Comment 41 Alexey Proskuryakov 2017-09-07 15:25:56 PDT
Is there anything to undo here (remove logging, unskip tests)?
Comment 42 youenn fablet 2017-09-07 15:47:13 PDT
We should unskip the event-data.html test.

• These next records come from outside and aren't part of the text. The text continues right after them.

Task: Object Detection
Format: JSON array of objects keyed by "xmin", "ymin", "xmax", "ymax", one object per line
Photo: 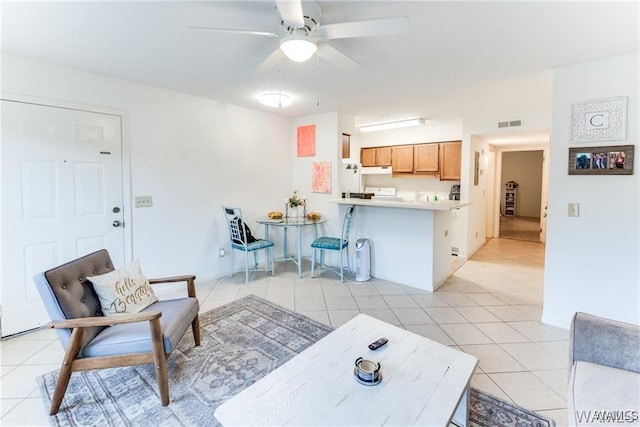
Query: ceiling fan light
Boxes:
[
  {"xmin": 260, "ymin": 92, "xmax": 291, "ymax": 108},
  {"xmin": 280, "ymin": 35, "xmax": 318, "ymax": 62}
]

The logging will be removed next time we resync WPT tests
Comment 43 youenn fablet 2017-09-15 09:33:34 PDT
Created attachment 320912 [details]
Patch
Comment 44 WebKit Commit Bot 2017-09-15 10:03:03 PDT
Comment on attachment 320912 [details]
Patch

Clearing flags on attachment: 320912

Committed r222094: <http://trac.webkit.org/changeset/222094>
Comment 45 WebKit Commit Bot 2017-09-15 10:03:05 PDT
All reviewed patches have been landed.  Closing bug.